Алёна посмотрела на часы.
– Ещё пятнадцать минут есть. Ты говорил, что в шахматы играешь. Хорошо играешь?
…Смотря что такое «хорошо». Когда старший брат деда переехал на историческую родину, в Украину, оставил множество вещей. В том числе и книг: брат, Иннокентий Сухоруков, по профессии был инженером, а в шахматы играл для души, по переписке. Среди разных сокровищ там были книги Майзелиса, Ласкера, Капабланки, много кого. Маленький Олег увидел всё это и загорелся. Настолько, что успел подняться в турнирах до первого разряда, прежде чем его направили по карьере легкоатлета.
– Никто меня особо не спрашивал, – сказал Олег. – Сама понимаешь: дед чемпион мира, отец был чемпионом СССР и России. Вопросов нет.
– Но ты говорил, что КМС по шахматам! Когда успел?
– Два года назад, когда вернулся из «Олимпии».
* * *
Встречать Олега из той самой поездки в «Олимпию» собралась вся семья, включая дальних родственников. Пока Олег ехал домой (за ним присматривал там и посадил на обратный поезд старинный друг деда, живший поблизости от спортивного лагеря), отец Олега успел узнать подробности дисквалификации. Оказалось, что итоги соревнований не пересматривали, второе место Олега никто не аннулировал. Единственное ограничение – не выступать в спортивных соревнованиях один год.

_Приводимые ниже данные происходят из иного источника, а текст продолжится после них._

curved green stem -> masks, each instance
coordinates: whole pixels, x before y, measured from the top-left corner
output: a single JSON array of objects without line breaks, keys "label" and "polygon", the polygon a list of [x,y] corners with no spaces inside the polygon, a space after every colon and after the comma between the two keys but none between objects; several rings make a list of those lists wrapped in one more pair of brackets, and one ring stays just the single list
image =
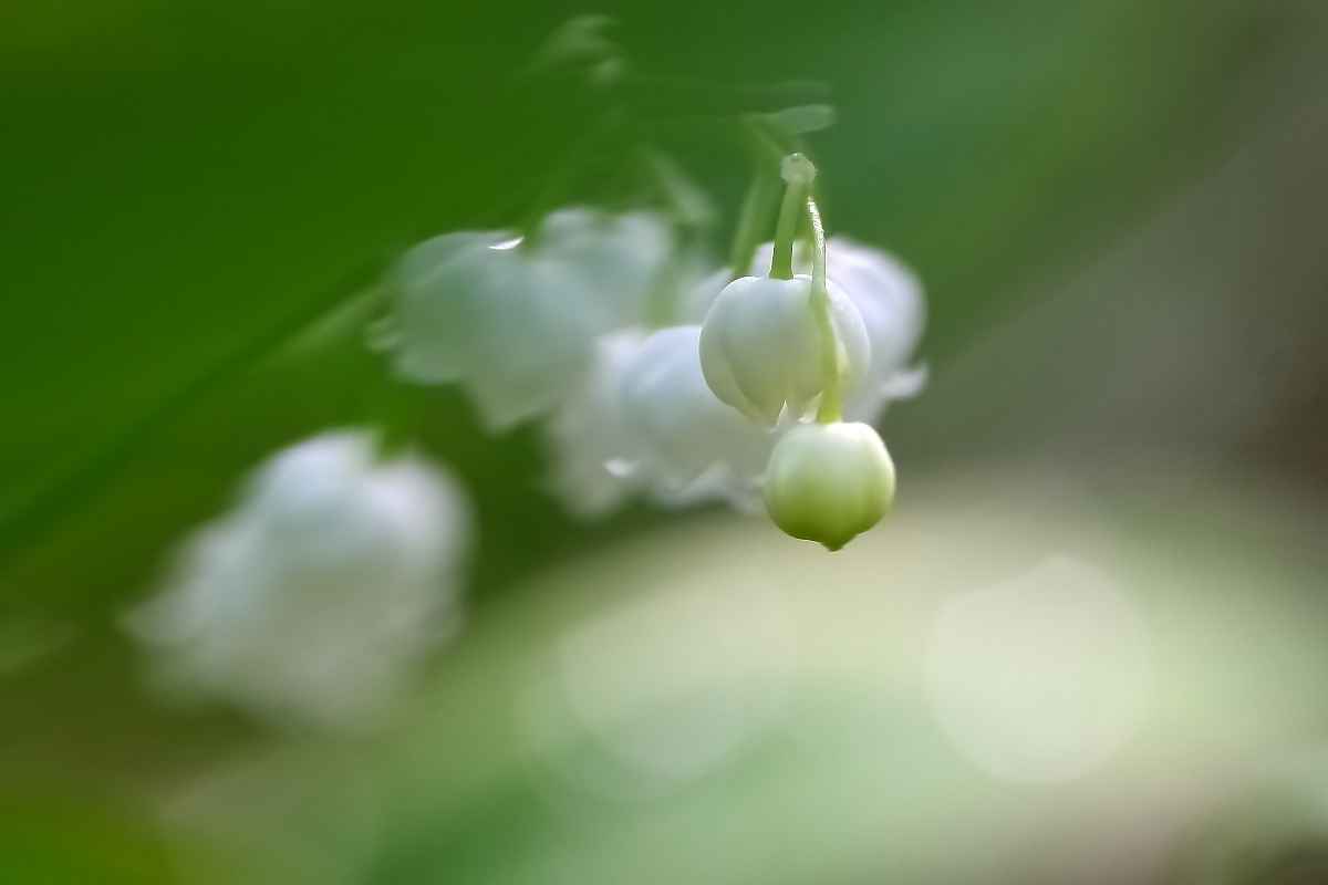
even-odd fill
[{"label": "curved green stem", "polygon": [[733,247],[729,249],[729,272],[733,277],[746,276],[752,268],[756,249],[765,239],[778,198],[780,178],[764,163],[758,165],[742,200],[738,227],[733,234]]},{"label": "curved green stem", "polygon": [[802,154],[789,154],[784,158],[780,175],[789,183],[784,191],[784,204],[780,206],[780,222],[774,228],[774,256],[770,259],[770,276],[776,280],[793,279],[793,243],[798,239],[798,220],[806,202],[811,198],[811,182],[817,167]]},{"label": "curved green stem", "polygon": [[835,333],[830,316],[830,291],[826,288],[826,231],[821,223],[821,210],[813,198],[806,199],[807,218],[811,222],[811,313],[821,338],[821,405],[817,407],[817,421],[833,425],[841,421],[839,382],[843,378],[843,345]]}]

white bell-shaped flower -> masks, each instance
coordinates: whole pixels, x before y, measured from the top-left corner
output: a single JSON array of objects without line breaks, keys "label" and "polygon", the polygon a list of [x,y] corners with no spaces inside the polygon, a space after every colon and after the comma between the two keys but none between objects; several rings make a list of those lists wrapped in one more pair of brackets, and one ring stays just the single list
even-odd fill
[{"label": "white bell-shaped flower", "polygon": [[[752,273],[768,272],[773,252],[773,243],[760,247]],[[806,243],[794,247],[793,268],[798,273],[811,272],[811,249]],[[842,411],[846,421],[874,423],[886,403],[911,397],[926,381],[926,370],[910,365],[926,322],[922,284],[895,257],[842,236],[826,240],[826,276],[853,300],[871,342],[870,368],[845,399]]]},{"label": "white bell-shaped flower", "polygon": [[469,515],[438,470],[373,446],[344,431],[279,452],[187,541],[126,621],[159,683],[336,730],[390,709],[454,628]]},{"label": "white bell-shaped flower", "polygon": [[641,484],[627,450],[620,394],[623,375],[644,337],[636,328],[600,336],[580,387],[544,425],[552,460],[550,484],[582,519],[607,515]]},{"label": "white bell-shaped flower", "polygon": [[596,336],[639,321],[669,249],[653,215],[583,208],[551,214],[530,243],[426,240],[397,267],[397,370],[463,382],[491,431],[543,415],[578,387]]},{"label": "white bell-shaped flower", "polygon": [[701,372],[701,326],[652,332],[622,381],[627,451],[664,504],[752,510],[777,433],[720,402]]},{"label": "white bell-shaped flower", "polygon": [[637,492],[664,507],[760,510],[784,427],[766,431],[716,399],[699,342],[697,325],[599,340],[584,385],[546,425],[551,486],[575,515],[603,516]]},{"label": "white bell-shaped flower", "polygon": [[421,243],[402,259],[397,287],[397,370],[426,383],[463,381],[491,431],[566,398],[603,325],[580,275],[501,231]]},{"label": "white bell-shaped flower", "polygon": [[655,212],[610,215],[584,207],[551,212],[539,230],[540,251],[590,283],[594,304],[612,326],[641,321],[645,303],[673,251]]},{"label": "white bell-shaped flower", "polygon": [[[841,346],[841,389],[851,391],[869,368],[871,345],[849,296],[829,280],[826,291]],[[738,277],[724,287],[701,324],[701,369],[710,390],[768,427],[785,409],[801,418],[825,387],[810,295],[809,276]]]}]

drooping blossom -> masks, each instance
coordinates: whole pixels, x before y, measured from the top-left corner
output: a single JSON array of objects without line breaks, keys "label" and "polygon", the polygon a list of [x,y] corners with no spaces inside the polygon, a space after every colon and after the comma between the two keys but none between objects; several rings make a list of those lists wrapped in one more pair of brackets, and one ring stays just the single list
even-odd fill
[{"label": "drooping blossom", "polygon": [[[858,308],[826,281],[830,322],[842,348],[841,383],[853,390],[871,345]],[[766,427],[781,413],[801,418],[825,389],[821,334],[810,304],[811,277],[744,276],[720,292],[701,324],[701,370],[722,402]]]},{"label": "drooping blossom", "polygon": [[467,535],[438,468],[380,462],[365,433],[324,434],[260,466],[126,622],[175,694],[363,730],[453,629]]},{"label": "drooping blossom", "polygon": [[547,414],[580,383],[595,338],[640,321],[669,249],[653,215],[584,208],[552,212],[530,241],[426,240],[396,271],[397,370],[463,383],[495,433]]}]

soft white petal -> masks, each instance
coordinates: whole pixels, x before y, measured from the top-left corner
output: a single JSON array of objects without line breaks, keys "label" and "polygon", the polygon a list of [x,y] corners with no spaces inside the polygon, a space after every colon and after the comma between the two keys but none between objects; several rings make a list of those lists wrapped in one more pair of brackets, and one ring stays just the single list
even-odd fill
[{"label": "soft white petal", "polygon": [[337,433],[279,452],[126,618],[177,694],[363,730],[458,604],[469,516],[425,462]]}]

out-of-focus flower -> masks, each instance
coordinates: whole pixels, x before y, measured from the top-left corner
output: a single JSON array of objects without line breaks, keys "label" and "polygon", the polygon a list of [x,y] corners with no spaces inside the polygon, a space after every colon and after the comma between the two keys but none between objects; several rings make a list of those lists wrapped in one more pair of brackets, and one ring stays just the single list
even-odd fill
[{"label": "out-of-focus flower", "polygon": [[544,425],[552,456],[551,486],[583,519],[607,515],[640,486],[640,475],[628,460],[620,393],[623,374],[644,337],[636,328],[602,336],[580,387]]},{"label": "out-of-focus flower", "polygon": [[714,397],[701,373],[700,340],[697,325],[659,329],[627,365],[620,397],[628,458],[664,504],[717,498],[752,510],[777,434]]},{"label": "out-of-focus flower", "polygon": [[895,466],[862,423],[802,425],[780,441],[765,474],[765,506],[786,535],[842,548],[890,511]]},{"label": "out-of-focus flower", "polygon": [[554,415],[554,487],[582,516],[643,491],[664,507],[724,500],[760,508],[777,431],[714,398],[701,374],[701,329],[624,329],[599,341],[583,389]]},{"label": "out-of-focus flower", "polygon": [[[843,348],[843,390],[867,370],[871,345],[858,308],[827,281],[830,321]],[[821,336],[810,306],[811,277],[733,280],[701,324],[701,369],[722,402],[774,427],[801,418],[825,389]]]},{"label": "out-of-focus flower", "polygon": [[397,370],[465,382],[493,431],[551,411],[590,366],[595,337],[636,322],[669,256],[647,212],[560,210],[531,243],[463,231],[397,268]]},{"label": "out-of-focus flower", "polygon": [[414,456],[332,433],[263,464],[130,613],[159,682],[278,722],[372,726],[458,614],[461,494]]},{"label": "out-of-focus flower", "polygon": [[584,276],[604,321],[623,326],[641,321],[673,243],[668,226],[653,212],[610,215],[572,207],[544,219],[538,247]]},{"label": "out-of-focus flower", "polygon": [[[757,249],[753,275],[769,272],[773,251],[773,243]],[[811,272],[806,243],[794,247],[793,268]],[[891,399],[911,397],[926,382],[926,370],[910,366],[926,322],[922,284],[892,256],[842,236],[826,240],[826,276],[853,300],[871,342],[870,366],[842,411],[847,421],[874,423]],[[697,293],[704,297],[704,291]]]}]

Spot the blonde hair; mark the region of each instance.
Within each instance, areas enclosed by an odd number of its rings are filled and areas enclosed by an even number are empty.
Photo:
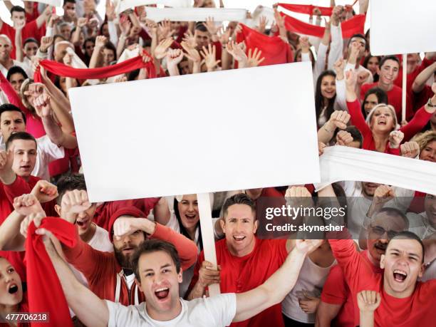
[[[425,147],[428,143],[436,141],[436,131],[427,130],[413,137],[411,141],[416,142],[420,146],[420,152]]]
[[[374,113],[375,112],[377,109],[378,109],[379,108],[382,108],[382,107],[387,108],[388,109],[390,110],[390,113],[392,114],[393,118],[394,120],[394,128],[393,130],[398,129],[399,126],[398,126],[398,121],[397,120],[397,113],[395,112],[395,108],[393,108],[393,105],[387,105],[385,103],[379,103],[378,105],[375,105],[373,109],[371,109],[371,110],[367,115],[366,119],[365,120],[365,121],[366,122],[366,124],[368,126],[370,126],[370,124],[371,123],[371,118],[373,118],[373,115],[374,115]]]

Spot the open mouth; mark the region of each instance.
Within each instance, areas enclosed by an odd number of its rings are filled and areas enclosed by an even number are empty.
[[[170,289],[167,287],[162,287],[162,289],[158,289],[155,291],[155,295],[160,300],[165,300],[168,296],[170,294]]]
[[[408,274],[405,271],[399,269],[394,270],[393,275],[394,279],[398,283],[403,283],[408,277]]]
[[[16,292],[18,292],[18,286],[13,284],[9,286],[8,292],[9,292],[9,294],[15,294]]]
[[[233,239],[236,242],[242,242],[245,239],[245,237],[244,236],[234,236]]]

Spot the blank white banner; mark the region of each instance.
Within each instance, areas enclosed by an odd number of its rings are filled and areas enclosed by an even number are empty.
[[[71,89],[90,200],[319,182],[311,76],[303,62]]]
[[[371,0],[371,54],[436,51],[436,1]]]
[[[398,155],[336,146],[321,156],[321,190],[344,180],[388,184],[436,194],[436,163]]]
[[[147,18],[155,21],[205,21],[212,17],[215,21],[242,21],[246,19],[246,9],[226,8],[153,8],[147,7]]]
[[[190,0],[116,0],[114,1],[118,13],[123,12],[130,8],[133,9],[139,6],[149,4],[162,4],[174,8],[191,7]]]

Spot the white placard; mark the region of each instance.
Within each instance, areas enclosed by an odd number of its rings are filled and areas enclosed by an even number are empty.
[[[139,6],[150,4],[162,4],[173,8],[189,8],[191,7],[190,0],[115,0],[113,3],[117,12],[121,13],[126,9],[133,9]]]
[[[245,21],[246,9],[226,8],[153,8],[145,9],[147,18],[155,21],[205,21],[212,17],[215,21]]]
[[[436,51],[435,0],[371,0],[371,54]]]
[[[24,1],[31,0],[22,0]],[[57,7],[61,7],[63,5],[63,0],[31,0],[33,2],[41,2],[41,4],[48,4]]]
[[[436,194],[436,163],[341,145],[321,156],[321,190],[328,184],[356,180],[388,184]]]
[[[311,76],[303,62],[71,89],[90,200],[319,182]]]

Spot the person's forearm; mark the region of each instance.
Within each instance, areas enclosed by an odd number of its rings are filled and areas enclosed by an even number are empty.
[[[89,68],[96,68],[103,66],[103,55],[101,48],[95,47],[91,55],[91,58],[89,61]]]
[[[106,327],[109,311],[104,301],[76,279],[70,267],[54,248],[47,249],[47,254],[61,281],[68,306],[85,325]]]
[[[294,247],[288,254],[283,265],[262,284],[261,287],[269,294],[270,305],[281,302],[294,288],[305,257],[305,254]]]
[[[186,299],[187,301],[191,301],[191,300],[193,300],[194,299],[199,299],[199,298],[203,297],[203,295],[204,295],[204,290],[205,289],[206,289],[206,288],[204,287],[201,284],[199,281],[197,281],[197,283],[195,284],[195,285],[194,286],[194,288],[192,289],[192,291],[191,291],[191,292],[187,296]]]
[[[336,130],[336,126],[328,121],[318,130],[318,142],[328,144],[335,134],[335,130]]]
[[[170,76],[177,76],[180,75],[177,65],[169,65],[167,68]]]
[[[14,210],[0,224],[0,251],[24,251],[26,239],[20,234],[20,225],[26,218]]]
[[[18,33],[17,33],[18,32]],[[16,60],[23,61],[23,40],[21,37],[21,30],[15,32],[15,56]]]
[[[374,311],[363,312],[360,311],[359,327],[374,327]]]
[[[436,71],[436,63],[432,63],[430,66],[424,69],[420,74],[416,76],[413,84],[412,85],[412,90],[415,93],[417,93],[422,90],[427,81],[432,77],[432,76]]]
[[[164,226],[170,221],[171,212],[168,207],[168,202],[164,197],[161,197],[153,207],[153,216],[155,217],[155,222]]]
[[[109,30],[109,40],[115,46],[118,42],[118,35],[117,34],[117,26],[113,21],[108,21],[108,29]]]

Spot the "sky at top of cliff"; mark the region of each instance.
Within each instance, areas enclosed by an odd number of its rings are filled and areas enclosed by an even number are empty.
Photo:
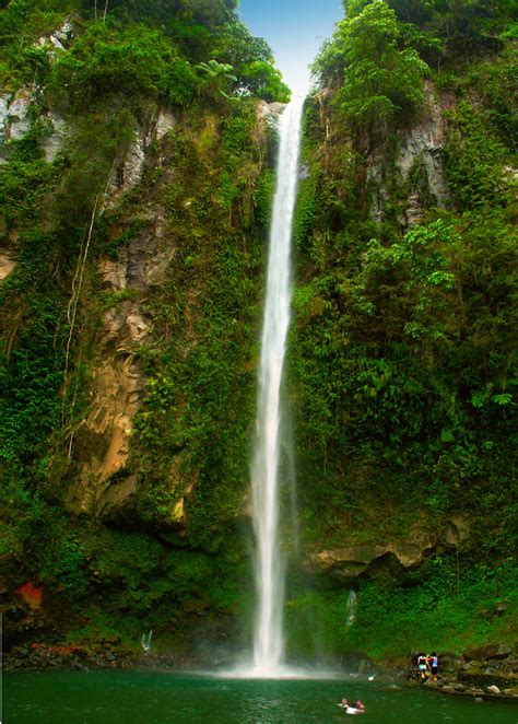
[[[250,33],[269,43],[293,93],[305,95],[309,65],[343,17],[341,0],[240,0],[238,12]]]

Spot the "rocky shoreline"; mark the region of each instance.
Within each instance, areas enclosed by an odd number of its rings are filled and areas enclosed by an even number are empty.
[[[415,679],[415,669],[409,678],[440,693],[518,701],[518,651],[504,644],[487,644],[470,649],[458,657],[452,653],[439,654],[439,677],[425,681]]]
[[[364,674],[368,656],[357,666]],[[117,637],[98,640],[89,645],[45,645],[32,643],[14,646],[3,655],[3,673],[25,670],[163,670],[185,672],[192,668],[212,668],[222,661],[193,659],[180,654],[141,652],[125,647]],[[348,662],[351,665],[352,662]],[[358,662],[355,662],[357,664]],[[356,666],[355,666],[356,668]],[[388,672],[374,667],[377,675]],[[372,666],[368,667],[368,670]],[[374,670],[374,669],[373,669]],[[393,674],[393,672],[392,672]],[[399,669],[409,686],[423,687],[445,694],[470,697],[478,700],[518,702],[518,651],[504,644],[488,644],[471,649],[456,656],[439,654],[439,678],[421,681],[414,667]]]
[[[193,662],[174,654],[152,654],[126,649],[116,641],[89,646],[26,644],[2,657],[4,674],[27,670],[90,672],[98,669],[162,669],[178,672]]]

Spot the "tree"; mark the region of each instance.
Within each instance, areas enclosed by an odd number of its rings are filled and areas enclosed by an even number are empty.
[[[384,0],[341,23],[341,33],[345,59],[341,106],[364,136],[386,136],[392,119],[407,120],[421,104],[427,66],[415,50],[398,49],[396,13]]]

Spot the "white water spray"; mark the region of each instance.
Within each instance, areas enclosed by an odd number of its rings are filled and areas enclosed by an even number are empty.
[[[354,588],[351,588],[348,596],[346,619],[345,619],[345,626],[348,629],[350,629],[354,623],[354,619],[356,618],[356,608],[357,608],[356,592],[354,591]]]
[[[284,565],[279,548],[281,382],[290,325],[290,257],[303,104],[303,98],[292,101],[280,119],[276,189],[270,230],[257,442],[252,464],[258,597],[252,669],[256,676],[273,677],[285,673],[282,665]]]

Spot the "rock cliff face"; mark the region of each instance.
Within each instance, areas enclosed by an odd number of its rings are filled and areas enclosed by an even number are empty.
[[[447,208],[450,205],[444,170],[448,139],[444,112],[450,106],[448,94],[440,94],[426,84],[420,117],[401,135],[396,157],[389,162],[385,150],[373,151],[367,163],[367,186],[373,188],[369,197],[373,220],[386,219],[385,209],[393,201],[395,188],[404,195],[400,215],[403,226],[420,223],[429,206]]]
[[[442,553],[446,548],[469,546],[470,529],[462,516],[452,516],[440,530],[427,527],[426,523],[414,526],[401,540],[363,544],[319,550],[308,557],[306,568],[313,573],[329,575],[331,579],[351,584],[361,575],[385,573],[403,577],[405,570],[416,570],[426,557]]]

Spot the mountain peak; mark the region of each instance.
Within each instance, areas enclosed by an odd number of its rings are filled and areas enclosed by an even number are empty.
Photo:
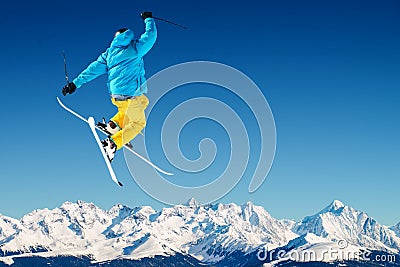
[[[340,200],[335,199],[335,200],[331,203],[330,206],[331,206],[332,208],[334,208],[335,210],[337,210],[337,209],[343,208],[343,207],[344,207],[344,204],[343,204],[343,202],[341,202]]]
[[[326,208],[324,208],[323,210],[321,210],[319,212],[319,214],[322,213],[328,213],[328,212],[332,212],[332,213],[340,213],[343,209],[344,209],[345,205],[343,204],[343,202],[341,202],[340,200],[335,199],[334,201],[332,201],[331,204],[329,204]]]
[[[194,199],[194,198],[192,197],[192,198],[190,198],[190,199],[185,203],[185,206],[188,206],[188,207],[198,207],[198,206],[200,206],[200,204],[199,204],[199,202],[197,202],[196,199]]]

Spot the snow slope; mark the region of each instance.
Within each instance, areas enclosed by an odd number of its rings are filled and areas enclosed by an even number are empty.
[[[313,233],[330,241],[346,240],[374,250],[398,252],[400,249],[400,239],[393,230],[338,200],[319,213],[305,217],[292,230],[298,235]]]
[[[346,241],[344,250],[398,253],[396,229],[340,201],[301,222],[274,219],[251,202],[199,205],[191,199],[161,211],[121,204],[102,210],[93,203],[65,202],[21,220],[0,215],[0,260],[10,264],[15,257],[63,255],[102,262],[179,254],[218,263],[254,255],[261,247],[321,251],[336,248],[340,240]]]

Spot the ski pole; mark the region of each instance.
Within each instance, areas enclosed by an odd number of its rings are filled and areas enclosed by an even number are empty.
[[[167,19],[163,19],[163,18],[157,18],[157,17],[152,17],[152,18],[153,18],[153,19],[162,20],[162,21],[164,21],[164,22],[167,22],[167,23],[170,23],[170,24],[172,24],[172,25],[175,25],[175,26],[181,27],[181,28],[183,28],[183,29],[188,29],[188,27],[186,27],[186,26],[184,26],[184,25],[181,25],[181,24],[175,23],[175,22],[173,22],[173,21],[170,21],[170,20],[167,20]]]
[[[63,54],[63,57],[64,57],[65,80],[67,80],[67,85],[68,85],[69,84],[69,80],[68,80],[68,71],[67,71],[67,59],[65,57],[65,52],[62,51],[61,53]]]

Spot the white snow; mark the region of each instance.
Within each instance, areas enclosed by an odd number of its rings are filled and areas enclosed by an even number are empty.
[[[341,252],[365,248],[398,252],[396,229],[340,201],[298,223],[274,219],[251,202],[200,205],[191,199],[157,212],[149,206],[121,204],[105,211],[78,201],[35,210],[21,220],[0,215],[0,253],[20,253],[0,259],[11,264],[20,256],[90,255],[94,261],[106,261],[182,253],[214,263],[233,251],[250,253],[260,246],[286,245],[292,248],[288,253],[322,253],[338,249],[341,240],[348,242]]]

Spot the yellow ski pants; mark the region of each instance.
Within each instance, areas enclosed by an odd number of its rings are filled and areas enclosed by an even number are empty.
[[[117,149],[121,149],[146,126],[144,110],[149,105],[149,99],[140,95],[123,101],[112,98],[111,101],[118,108],[117,114],[111,120],[121,128],[111,139],[117,145]]]

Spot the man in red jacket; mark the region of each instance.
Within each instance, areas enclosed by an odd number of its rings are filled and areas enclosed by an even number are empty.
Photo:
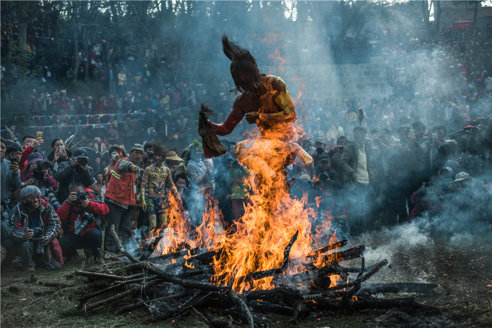
[[[95,261],[100,258],[98,248],[102,245],[102,233],[97,226],[95,217],[106,215],[109,209],[106,204],[97,201],[92,191],[85,188],[81,182],[72,183],[68,190],[68,198],[56,210],[60,221],[66,224],[65,229],[68,230],[59,241],[63,256],[72,257],[78,249],[86,248],[92,251]],[[80,196],[83,193],[85,197]],[[85,200],[81,200],[84,198]]]

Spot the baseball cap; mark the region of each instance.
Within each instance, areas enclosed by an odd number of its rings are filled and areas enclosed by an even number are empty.
[[[454,181],[453,182],[456,182],[458,181],[462,181],[463,180],[466,180],[466,179],[471,179],[471,177],[470,176],[470,174],[466,172],[460,172],[459,173],[456,174],[456,176],[454,177]]]
[[[183,162],[183,159],[180,158],[178,154],[176,154],[176,152],[173,151],[169,151],[167,152],[167,154],[166,154],[166,159],[170,161],[179,161],[180,162]]]
[[[317,138],[316,140],[314,140],[314,143],[316,144],[318,143],[319,142],[321,142],[323,144],[325,144],[325,139],[323,138]]]
[[[140,143],[133,143],[131,146],[131,148],[130,149],[130,152],[133,152],[133,151],[144,151],[144,146],[143,146]]]
[[[328,155],[325,154],[320,156],[320,162],[323,161],[329,162],[330,161],[330,156]]]

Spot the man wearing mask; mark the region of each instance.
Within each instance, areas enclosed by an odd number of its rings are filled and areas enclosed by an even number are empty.
[[[9,203],[11,201],[12,192],[20,189],[22,186],[20,175],[19,173],[18,162],[11,162],[5,158],[6,141],[2,138],[0,141],[0,163],[1,163],[1,176],[0,176],[0,191],[2,200],[2,228],[0,242],[2,246],[7,250],[7,258],[2,269],[12,263],[12,257],[15,251],[14,242],[10,238],[12,229],[10,226],[9,216],[10,214]],[[19,145],[16,145],[20,147]],[[10,146],[9,146],[10,147]],[[18,157],[16,157],[18,159]]]
[[[155,163],[145,169],[140,191],[142,208],[147,212],[150,230],[163,224],[167,225],[166,186],[180,201],[180,196],[172,181],[171,170],[164,165],[166,149],[156,143],[152,144],[152,149]]]
[[[24,187],[20,196],[22,201],[11,213],[11,238],[24,271],[33,272],[37,267],[61,268],[63,260],[56,239],[60,222],[55,209],[35,186]]]
[[[21,146],[24,149],[19,160],[19,169],[21,171],[25,169],[27,163],[27,156],[36,151],[36,148],[43,144],[44,140],[42,137],[37,139],[31,135],[26,135],[22,138]]]
[[[325,150],[325,140],[323,138],[317,138],[314,140],[315,152],[312,155],[312,164],[315,167],[320,163],[321,156],[328,154]]]
[[[112,253],[116,252],[117,249],[116,242],[110,233],[112,225],[114,225],[115,231],[122,243],[127,242],[131,237],[132,209],[140,188],[137,178],[141,175],[141,169],[138,164],[143,155],[142,145],[134,144],[130,150],[129,157],[121,159],[115,165],[106,188],[104,202],[110,212],[104,245],[104,249]]]
[[[88,163],[87,151],[78,148],[74,152],[74,157],[70,161],[62,162],[58,165],[55,178],[59,183],[57,198],[60,203],[68,198],[68,186],[72,183],[78,181],[88,188],[94,182],[92,168],[88,166]]]
[[[370,170],[368,167],[368,148],[365,143],[366,129],[358,125],[353,130],[353,141],[347,141],[340,159],[343,173],[343,184],[347,190],[350,203],[349,220],[350,232],[357,233],[369,228],[366,217],[374,205],[374,197],[369,185]]]
[[[0,163],[1,163],[1,177],[0,177],[0,191],[2,203],[6,207],[10,202],[12,192],[19,189],[22,186],[19,165],[16,162],[10,162],[5,158],[7,142],[2,138],[0,141]]]
[[[89,188],[85,188],[82,183],[72,183],[69,186],[70,195],[61,207],[56,210],[56,213],[62,222],[65,221],[67,230],[60,238],[60,245],[65,257],[77,254],[77,250],[80,248],[90,249],[95,261],[100,258],[98,248],[102,244],[102,233],[95,220],[87,221],[86,214],[93,214],[101,216],[108,214],[108,205],[100,203],[96,198],[93,192]],[[84,194],[85,199],[81,200],[81,192]],[[83,196],[82,198],[84,198]],[[85,228],[84,228],[85,227]],[[86,256],[89,258],[87,253]]]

– Поздравляю со вторым местом! – обняла сына мама. Олег выглядел расстроенным, но не подавленным – в глазах было то же выражение лица, что у деда: собранность и упрямство.
– Нет у меня никакого второго места, – отрезал сын, когда его отпустили. – Я подвёл вас, – посмотрел он в глаза деду и отцу. – Извините. – После чего ушёл к себе в комнату, да там и остался. Следующие четыре недели выходил только по очевидным потребностям – поесть, и всё такое – да взял на себя все хозяйственные заботы в доме. Прежде было не допроситься; сейчас, наоборот – было не отговорить. Ходил в магазины, делал уборку и прочее. И – ни слова. Разговорить Олега не удавалось никому, от визита к своему тренеру отказался наотрез, на его звонки не отвечал.
…Первые четыре дня Олег сидел, уткнувшись в экран компьютера. Лет с семи Олег перестал плакать, переживал всё молча, с угрюмым видом. На третий день «заточения», когда отец зашёл в его комнату без предупреждения – показалось, что там что-то упало – отец успел увидеть, как сын вытер глаза тыльной стороной ладони и молча отвернулся. И всё. Ни звука, ни единой жалобы – только знакомое уже угрюмое и решительное выражение лица.
На пятый день на столе Олега оказались давно пылившиеся в книжном шкафу книги по шахматам.
На третьей неделе выяснилось, что он записался на турнир. К концу четвёртой недели Олег вернулся с шахматного турнира с сокрушительным успехом, получил звание КМС – и родители впервые за минувший месяц увидели на его лице улыбку.